A Cura della Redazione

 

Il problema del surriscaldamento globale è un argomento fortemente attuale ed evidenziato con grande frequenza dagli organi di informazione. Il cuore del problema è rappresentato dalla compensazione delle emissioni di gas serra provocate dalle varie attività umane (si definiscono gas serra quei gas presenti nell’atmosfera che trattengono una parte notevole della componente nell’infrarosso dei raggi solari).

A questo proposito, viene calcolata la “carbon footprint” (letterlalmente “impronta di carbonio”), un parametro utilizzato per valutare le emissioni di gas serra provocate da un’organizzazione, un individuo, un prodotto, un servizio; la quantità di emissioni di gas serra viene espressa in tonnellate di CO2 equivalente (prendendo come riferimento, per tutti i gas serra, l’effetto associato alla CO2).

Un concetto sempre più importante – poi – è quello di sviluppo sostenibile, che può essere spiegato e riassunto in questo modo: “far si che esso soddisfi i bisogni dell’attuale generazione senza compromettere la capacità delle generazioni future di rispondere ai loro bisogni”.

 

 

L’associazione Slow Horse Italia promuove il progetto di “equusostenibilità” (equus = cavallo, in Latino), che ha per obiettivo quello di far conoscere a tutti (operatori equestri, proprietari ed amanti dei cavalli e degli asini) qual è l’impatto ambientale provocato dagli equini: in poche parole, studiare l’ “horse (& donkey…) carbon footprint” nelle attività legate al turismo, allo sport o al lavoro nei settori agricoli e non.

 

Nel novembre 2021 si è tenuta una conferenza ONU sul tema dei cambiamenti climatici, ed in quella sede è stato considerato l’apporto degli equini nella lotta al riscaldamento globale.
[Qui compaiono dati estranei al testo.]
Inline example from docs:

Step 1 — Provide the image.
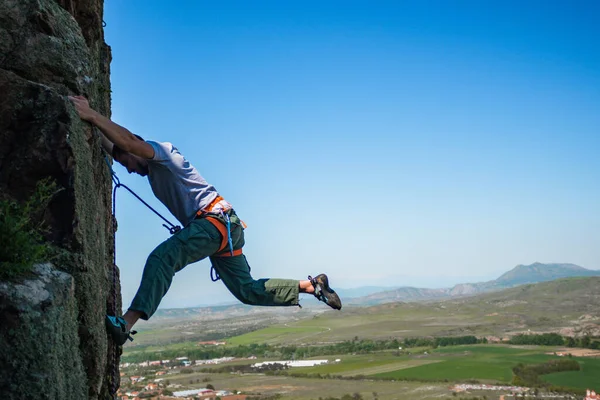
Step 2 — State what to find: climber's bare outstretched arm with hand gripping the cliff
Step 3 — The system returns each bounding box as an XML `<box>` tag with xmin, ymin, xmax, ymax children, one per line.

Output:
<box><xmin>69</xmin><ymin>96</ymin><xmax>154</xmax><ymax>159</ymax></box>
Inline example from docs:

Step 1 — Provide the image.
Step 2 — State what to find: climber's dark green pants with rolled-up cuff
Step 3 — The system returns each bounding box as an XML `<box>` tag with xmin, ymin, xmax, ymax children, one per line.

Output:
<box><xmin>129</xmin><ymin>210</ymin><xmax>299</xmax><ymax>320</ymax></box>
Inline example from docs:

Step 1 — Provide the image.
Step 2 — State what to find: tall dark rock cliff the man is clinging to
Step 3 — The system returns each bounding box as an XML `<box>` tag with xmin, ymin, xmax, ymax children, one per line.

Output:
<box><xmin>0</xmin><ymin>0</ymin><xmax>120</xmax><ymax>400</ymax></box>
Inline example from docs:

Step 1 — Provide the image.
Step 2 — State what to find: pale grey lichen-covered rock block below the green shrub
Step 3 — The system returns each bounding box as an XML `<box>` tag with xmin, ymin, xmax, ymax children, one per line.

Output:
<box><xmin>0</xmin><ymin>264</ymin><xmax>87</xmax><ymax>399</ymax></box>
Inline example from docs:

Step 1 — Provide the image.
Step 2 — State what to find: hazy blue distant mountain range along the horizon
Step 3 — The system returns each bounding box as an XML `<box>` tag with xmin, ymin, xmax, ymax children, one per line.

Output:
<box><xmin>342</xmin><ymin>262</ymin><xmax>600</xmax><ymax>306</ymax></box>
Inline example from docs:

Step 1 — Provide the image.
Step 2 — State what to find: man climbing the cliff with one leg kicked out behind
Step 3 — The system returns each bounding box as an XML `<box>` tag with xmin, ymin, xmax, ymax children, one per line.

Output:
<box><xmin>69</xmin><ymin>96</ymin><xmax>342</xmax><ymax>345</ymax></box>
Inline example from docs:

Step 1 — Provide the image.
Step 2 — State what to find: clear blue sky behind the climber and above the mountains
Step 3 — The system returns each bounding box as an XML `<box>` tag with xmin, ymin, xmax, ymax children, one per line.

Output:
<box><xmin>104</xmin><ymin>0</ymin><xmax>600</xmax><ymax>307</ymax></box>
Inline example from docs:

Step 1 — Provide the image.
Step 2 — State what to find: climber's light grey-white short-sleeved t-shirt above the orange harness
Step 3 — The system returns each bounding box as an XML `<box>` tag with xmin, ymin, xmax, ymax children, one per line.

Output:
<box><xmin>146</xmin><ymin>141</ymin><xmax>219</xmax><ymax>226</ymax></box>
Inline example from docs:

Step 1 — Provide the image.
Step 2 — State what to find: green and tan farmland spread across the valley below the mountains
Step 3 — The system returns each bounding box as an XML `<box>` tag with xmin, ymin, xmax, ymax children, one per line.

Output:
<box><xmin>123</xmin><ymin>279</ymin><xmax>600</xmax><ymax>400</ymax></box>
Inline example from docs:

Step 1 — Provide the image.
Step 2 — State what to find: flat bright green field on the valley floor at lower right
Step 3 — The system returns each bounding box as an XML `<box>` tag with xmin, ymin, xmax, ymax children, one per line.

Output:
<box><xmin>278</xmin><ymin>345</ymin><xmax>600</xmax><ymax>389</ymax></box>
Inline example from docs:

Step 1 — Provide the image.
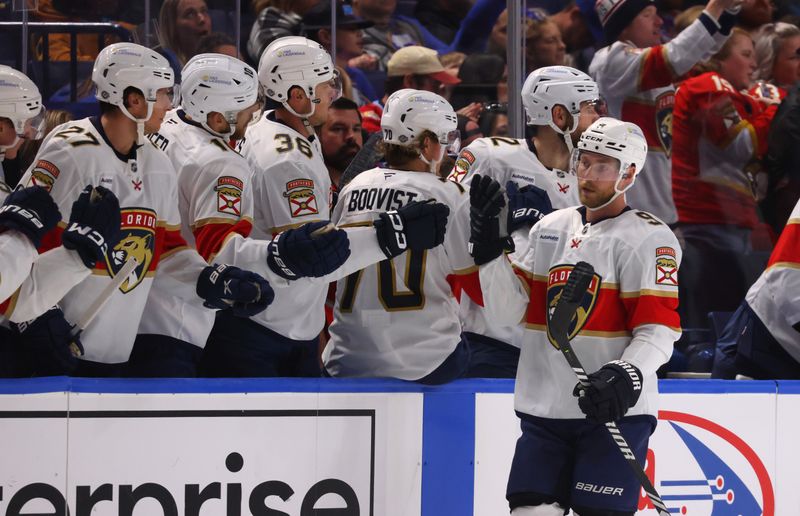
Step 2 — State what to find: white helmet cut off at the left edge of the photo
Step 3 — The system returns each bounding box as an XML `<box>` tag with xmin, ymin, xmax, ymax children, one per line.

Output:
<box><xmin>0</xmin><ymin>65</ymin><xmax>45</xmax><ymax>145</ymax></box>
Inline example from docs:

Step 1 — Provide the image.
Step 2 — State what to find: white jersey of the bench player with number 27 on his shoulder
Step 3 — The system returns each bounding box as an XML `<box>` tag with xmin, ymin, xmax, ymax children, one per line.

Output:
<box><xmin>11</xmin><ymin>118</ymin><xmax>205</xmax><ymax>363</ymax></box>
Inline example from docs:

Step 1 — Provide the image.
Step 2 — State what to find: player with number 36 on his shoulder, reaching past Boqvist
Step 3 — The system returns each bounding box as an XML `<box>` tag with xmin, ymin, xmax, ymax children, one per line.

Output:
<box><xmin>203</xmin><ymin>36</ymin><xmax>447</xmax><ymax>376</ymax></box>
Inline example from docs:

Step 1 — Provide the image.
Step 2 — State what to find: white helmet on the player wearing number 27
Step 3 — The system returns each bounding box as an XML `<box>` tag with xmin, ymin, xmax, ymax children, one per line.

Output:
<box><xmin>92</xmin><ymin>43</ymin><xmax>175</xmax><ymax>125</ymax></box>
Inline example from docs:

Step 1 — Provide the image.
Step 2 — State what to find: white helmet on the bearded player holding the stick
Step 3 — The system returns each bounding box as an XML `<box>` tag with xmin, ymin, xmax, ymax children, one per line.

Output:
<box><xmin>572</xmin><ymin>117</ymin><xmax>647</xmax><ymax>209</ymax></box>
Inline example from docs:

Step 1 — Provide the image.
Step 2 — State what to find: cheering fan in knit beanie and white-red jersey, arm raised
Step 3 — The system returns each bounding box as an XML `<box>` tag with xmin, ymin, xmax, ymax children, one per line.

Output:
<box><xmin>589</xmin><ymin>0</ymin><xmax>741</xmax><ymax>224</ymax></box>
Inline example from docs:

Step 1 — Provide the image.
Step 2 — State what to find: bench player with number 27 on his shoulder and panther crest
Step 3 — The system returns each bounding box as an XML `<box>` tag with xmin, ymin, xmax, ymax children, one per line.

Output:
<box><xmin>10</xmin><ymin>43</ymin><xmax>269</xmax><ymax>376</ymax></box>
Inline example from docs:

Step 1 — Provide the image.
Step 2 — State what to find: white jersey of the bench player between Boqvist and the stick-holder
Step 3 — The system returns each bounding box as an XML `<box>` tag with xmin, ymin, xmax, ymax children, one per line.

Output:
<box><xmin>448</xmin><ymin>137</ymin><xmax>580</xmax><ymax>347</ymax></box>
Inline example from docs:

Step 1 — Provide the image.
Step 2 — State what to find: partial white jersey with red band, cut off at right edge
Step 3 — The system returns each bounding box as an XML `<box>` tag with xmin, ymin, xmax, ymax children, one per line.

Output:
<box><xmin>745</xmin><ymin>202</ymin><xmax>800</xmax><ymax>362</ymax></box>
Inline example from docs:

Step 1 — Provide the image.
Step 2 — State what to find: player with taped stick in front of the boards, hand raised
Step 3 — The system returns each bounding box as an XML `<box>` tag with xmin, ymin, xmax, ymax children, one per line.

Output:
<box><xmin>470</xmin><ymin>118</ymin><xmax>681</xmax><ymax>516</ymax></box>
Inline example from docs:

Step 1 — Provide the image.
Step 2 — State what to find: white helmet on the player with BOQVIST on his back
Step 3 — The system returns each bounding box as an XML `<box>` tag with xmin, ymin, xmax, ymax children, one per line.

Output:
<box><xmin>381</xmin><ymin>88</ymin><xmax>460</xmax><ymax>154</ymax></box>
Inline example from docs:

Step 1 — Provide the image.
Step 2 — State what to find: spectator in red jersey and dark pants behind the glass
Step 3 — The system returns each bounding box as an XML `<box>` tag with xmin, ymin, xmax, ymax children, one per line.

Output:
<box><xmin>672</xmin><ymin>29</ymin><xmax>775</xmax><ymax>327</ymax></box>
Occorre sottolineare che circa 500 milioni di persone nelle comunità più vulnerabili del mondo fanno riferimento agli equini da lavoro per il proprio sostentamento.

Tre questioni chiave sono state indicate al riguardo:

gli equini contribuiscono a creare mezzi di sussistenza sostenibili;

sono vulnerabili come chiunque altro ai cambiamenti climatici;

sono fondamentali nei programmi di gestione del territorio, per rispondere efficacemente alle emergenze e collaborare nelle azioni di recupero.

Secondo la relazione del World Horse Welfare, gli equini da lavoro (cavalli, asini e muli) rappresentano una risorsa vitale per le comunità di tutto il mondo ancora sottovalutata e trascurata.

Il Monte Amiata e la sua comunità si sono sviluppati proprio in funzione della presenza di asini (micci), muli e cavalli, e nei borghi – sino alla metà degli anni ’70 del secolo scorso – era ancora frequente trovare stalle sotto le abitazioni.

In miniera, nei castagneti, nelle vigne l’apporto di questi animali è stato fondamentale.

In questo momento storico sia gli esseri umani che gli animali stanno vivendo una sfida, affrontando gli impatti devastanti causati dal cambiamento climatico.

Il programma della Slow Horse Italia parte dal considerare qual è l’impatto degli equini in termini di emissioni di gas serra. Sono ben noti gli studi svolti sugli allevamenti di bovini, ed è ormai conosciuto il notevole impatto che hanno nelle emissioni di gas serra. Questi studi si sono focalizzati, soprattutto, sulla produzione di metano. I bovini, essendo ruminanti, hanno lo stomaco suddiviso in due parti, la più grande delle quali è chiamata rumine. Come ruminanti digeriscono il cibo masticandolo, ingoiandolo, e poi rigurgitandolo per masticarlo ulteriormente; effetto collaterale di questo complesso processo digestivo è un’elevata produzione di gas metano.

Gli equini, al contrario, non sono ruminanti e il loro apparato digerente – costituito da un piccolo stomaco e da un intestino di notevole lunghezza – riducono notevolmente e radicalmente la produzione di metano. L’impatto ambientale degli equini è infinitamente minore rispetto a quello dei bovini.

 

 

Ma gli equini influiscono sull’ambiente in molti modi:

contribuiscono alla conservazione dei pascoli, mantenendo regolato l’assetto delle produzioni erbacee;

rigenerano in continuazione il pascolo ed il territorio che li circonda;

utilizzati per il trasporto sono meno dannosi per il territorio;

non danneggiano strade e sentieri, e sono più sicuri per i pedoni.

Molte però sono le pratiche responsabili da attuare per ridurre ancor di più l’impatto ambientale provocato dai nostri amici a quattro zampe.

Tutto parte inevitabilmente da noi, dalla nostra volontà di prenderci cura dell’ambiente preoccupandoci delle eredità che lasciamo alle generazioni future e di tutelare quegli animali che hanno accompagnato l’uomo nell’evoluzione della civiltà.